Wednesday, March 28, 2012

Chocolate Cinnamon Squidgers


I asked Max what his favourite baked treat of mine was. "Ooooh. Chocolate cinnamon birthday cake! No, maybe your lemon-honey cookies! Um, wait, that chocolate banana cake. Or maybe the Chocolate Cinnamon Cookies? Nope, too hard, I can't pick one". Well, he can't pick one, but here's one of his picks!

Chocolate Cinnamon Squidgers

1/2 cup butter
1 cup brown sugar (not packed)
1 large egg (free range please)
4 ounces melted semi-sweet chocolate
1/4 cup golden syrup (or light corn syrup)
1 3/4 cups white flour
2 teaspoons baking soda
1 teaspoons cinnamon
handful of dark chocolate chips or chunks
sprinkling of white sugar*

Melt the chocolate in a double boiler. While this is going on blend the brown sugar with the butter. Once thorougly blended, add the egg and stir in. Now add your melted chocolate (some of which will adher to the side of the saucepan: this is to enable you to wipe it off with your finger and taste for quality assurance purposes) and golden syrup. Blend dry ingredients and add to the moist. Stir thoroughly to combine and then toss in chocolate chips or chunks. Shape the cookies to the size you like and dust with sugar. Bake for 12 minutes at 350 degrees. Remove from the oven and let cool a minute or two before transferring to your wire rack. If you're rushing around, trying to get kids ready for school the cookies will take advantage of this and fall apart if you try to move them too soon. If you're trying to get ready for work on top of this they will chuckle evilly while falling through the racks. So go away, do something else productive and reappear in a couple of minutes to slide them over.
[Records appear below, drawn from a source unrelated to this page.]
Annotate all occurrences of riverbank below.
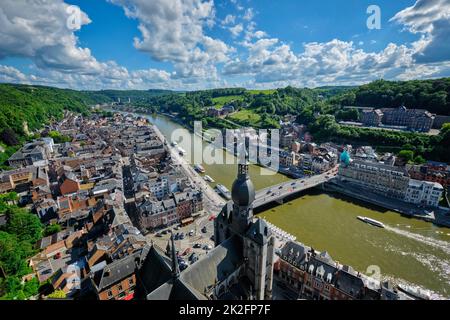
[153,125,225,213]
[323,181,450,228]
[111,109,450,297]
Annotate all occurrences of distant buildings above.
[405,179,444,207]
[8,138,54,168]
[275,242,390,300]
[361,106,435,132]
[339,157,444,207]
[408,162,450,187]
[361,109,383,127]
[206,105,235,118]
[339,160,409,199]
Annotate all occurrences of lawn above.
[229,109,261,126]
[213,96,243,109]
[248,89,277,95]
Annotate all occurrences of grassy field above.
[213,96,243,108]
[229,109,261,126]
[248,89,277,94]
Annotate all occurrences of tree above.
[0,128,19,146]
[398,150,414,162]
[414,155,427,164]
[0,231,33,275]
[44,223,61,237]
[47,290,67,299]
[5,208,42,243]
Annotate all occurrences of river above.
[134,112,450,297]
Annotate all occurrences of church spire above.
[170,233,180,279]
[238,137,250,180]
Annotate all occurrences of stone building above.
[132,150,275,300]
[405,179,444,207]
[361,109,383,127]
[382,106,434,132]
[339,160,409,200]
[276,241,388,300]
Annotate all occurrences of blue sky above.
[0,0,450,90]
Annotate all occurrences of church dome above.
[231,177,255,207]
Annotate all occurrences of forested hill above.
[331,78,450,115]
[0,84,170,144]
[0,84,96,136]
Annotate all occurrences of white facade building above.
[405,179,444,207]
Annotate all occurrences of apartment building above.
[339,160,409,200]
[405,179,444,207]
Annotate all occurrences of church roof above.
[246,219,270,245]
[141,236,244,300]
[147,279,206,300]
[139,246,172,293]
[180,236,244,293]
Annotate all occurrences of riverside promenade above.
[323,179,450,228]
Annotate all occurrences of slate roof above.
[180,232,244,293]
[93,253,140,291]
[246,219,271,245]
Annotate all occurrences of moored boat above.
[397,284,431,300]
[178,147,186,156]
[357,216,385,228]
[194,164,206,173]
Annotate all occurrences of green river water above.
[137,112,450,297]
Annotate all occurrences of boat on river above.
[194,164,206,173]
[178,147,186,156]
[397,284,431,300]
[357,216,386,228]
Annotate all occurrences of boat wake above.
[385,226,450,255]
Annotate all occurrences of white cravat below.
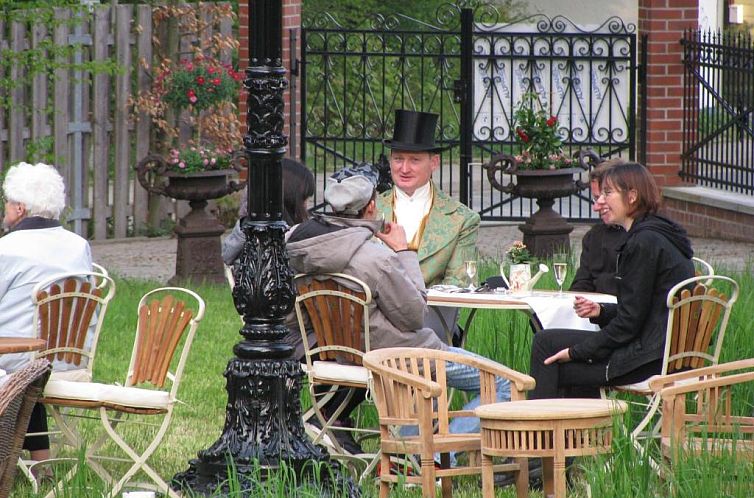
[394,182,432,242]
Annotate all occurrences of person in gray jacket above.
[287,164,510,456]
* note on sugar: I have recently discovered that on the coast our white sugar is cane sugar. Cane sugar, unlike beet sugar, is for some mad reason processed using animal bones to bleach it. Or something. At any rate, former beings are used in the processing of sugar in Vancouver. Ewwwww! So now I'm using organic sugar (not processed this way) and brown sugar (and hoping that's not processed this way) and hoping this weirdness abates at some point. Being a vegetarian (not vegan) baker is tougher than it looks! Not mountain-climbing tough, for sure, but a little salt with the sweet. Having said that I'm appreciating Max moving me over to deeper thinking about my almost 3 decades of veggie habits. We're also rennet-free now and gelatin free with vitamins (never thought about that one: again, ewwww!).